Chaplain Clausel had read verses from the Book of Dishonour and averted his eyes as Uriel and Pasanius marched past him towards the doors of the gatehouse.
'Uriel, Pasanius,' said Lord Calgar.
The two Space Marines stopped and bowed to their former master.
'The Emperor go with you. Die well.'
Uriel nodded as the huge doors swung open. He and Pasanius had stepped into the purple twilight of evening. Birds were singing and torchlight flickered from the high towers of the outermost wall of the fortress.
Before the door closed, Calgar had spoken once again, his voice hesitant, as though unsure as to whether he should speak at all.
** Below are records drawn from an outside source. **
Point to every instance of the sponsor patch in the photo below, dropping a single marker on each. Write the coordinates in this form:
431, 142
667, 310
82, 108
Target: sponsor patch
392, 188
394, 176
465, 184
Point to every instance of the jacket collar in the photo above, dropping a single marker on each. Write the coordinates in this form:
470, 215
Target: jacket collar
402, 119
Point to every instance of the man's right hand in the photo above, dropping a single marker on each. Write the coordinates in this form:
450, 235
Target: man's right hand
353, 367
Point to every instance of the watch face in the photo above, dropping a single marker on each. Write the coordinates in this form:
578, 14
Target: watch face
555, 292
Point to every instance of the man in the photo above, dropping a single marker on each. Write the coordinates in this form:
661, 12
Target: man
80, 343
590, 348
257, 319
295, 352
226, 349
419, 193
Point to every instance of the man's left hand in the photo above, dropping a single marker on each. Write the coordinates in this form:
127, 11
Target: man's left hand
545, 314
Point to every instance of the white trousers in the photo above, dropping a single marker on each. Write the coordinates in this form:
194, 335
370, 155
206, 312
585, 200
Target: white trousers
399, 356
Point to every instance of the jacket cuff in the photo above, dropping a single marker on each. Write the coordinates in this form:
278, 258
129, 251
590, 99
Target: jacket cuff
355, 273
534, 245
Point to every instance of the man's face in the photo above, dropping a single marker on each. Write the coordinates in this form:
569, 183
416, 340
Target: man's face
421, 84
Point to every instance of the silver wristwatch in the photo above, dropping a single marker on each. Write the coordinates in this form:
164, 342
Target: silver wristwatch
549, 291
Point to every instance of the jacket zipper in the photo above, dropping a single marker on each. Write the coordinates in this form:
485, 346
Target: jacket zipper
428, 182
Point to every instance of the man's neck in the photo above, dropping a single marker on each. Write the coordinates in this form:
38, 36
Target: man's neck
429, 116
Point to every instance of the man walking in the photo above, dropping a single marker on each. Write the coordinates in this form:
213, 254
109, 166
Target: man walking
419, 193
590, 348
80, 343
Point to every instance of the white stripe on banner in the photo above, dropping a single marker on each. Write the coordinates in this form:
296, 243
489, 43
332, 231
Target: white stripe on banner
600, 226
'Librarian Tigurius spoke with me last night,' he began, 'of a world that tasted of dark iron, with great womb factories of daemonic flesh rippling with monstrous, unnatural life. Tigurius told me that savage morticians - like monsters themselves - hacked at these creatures with blades and saws and pulled bloodstained figures from within. Though appearing more dead than alive, these figures lived and breathed, tall and strong, a dark mirror of our own glory. I know not what this means, Uriel, but its evil is plain. Seek this place out. Destroy it.'
'As you command,' said Uriel as he had walked into the night.
The chilling vision of Librarian Tigurius could be anywhere in the galaxy, and though the thought of venturing into such a hideous place filled Uriel's soul with dread, part of him also relished the chance to bring death to such vile monsters.
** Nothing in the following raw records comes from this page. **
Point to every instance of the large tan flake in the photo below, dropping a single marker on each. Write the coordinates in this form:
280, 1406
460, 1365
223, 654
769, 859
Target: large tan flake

It had been five days since the bulk lifter had broken orbit with Macragge and used its conventional plasma drives to journey to the Masali jump point.
All Uriel's enemies had been met blade-to-blade and defeated, yet here he and Pasanius were, aboard a vessel rammed to the gunwales with regiments of Imperial Guard bound for Segmentum Obscurus and the wars that had erupted in the wake of the Despoiler's invasion of Imperial space.
'Courage and honour,' he whispered bitterly, but there was no reply.
Pasanius pressed the point of his knife into the centre of his chest, the skin dimpling under its razor-sharp tip. The skin broke and blood welled from the cut, dripping down his chest before swiftly clotting. Pasanius pushed the blade deeper, dragging the knife across the bulging pectoral muscle on the left side of his chest and cutting a long, horizontal slice in his skin.
He ignored the pain, altering the angle of the blade and cutting diagonally down towards his solar plexus, forming a mirror image of the cuts on the opposite side of his chest. Quick slashes between the heavy cuts formed the final part of his carving and Pasanius dropped the knife onto his bed, falling to his knees before the makeshift shrine set up on the floor beside his bed.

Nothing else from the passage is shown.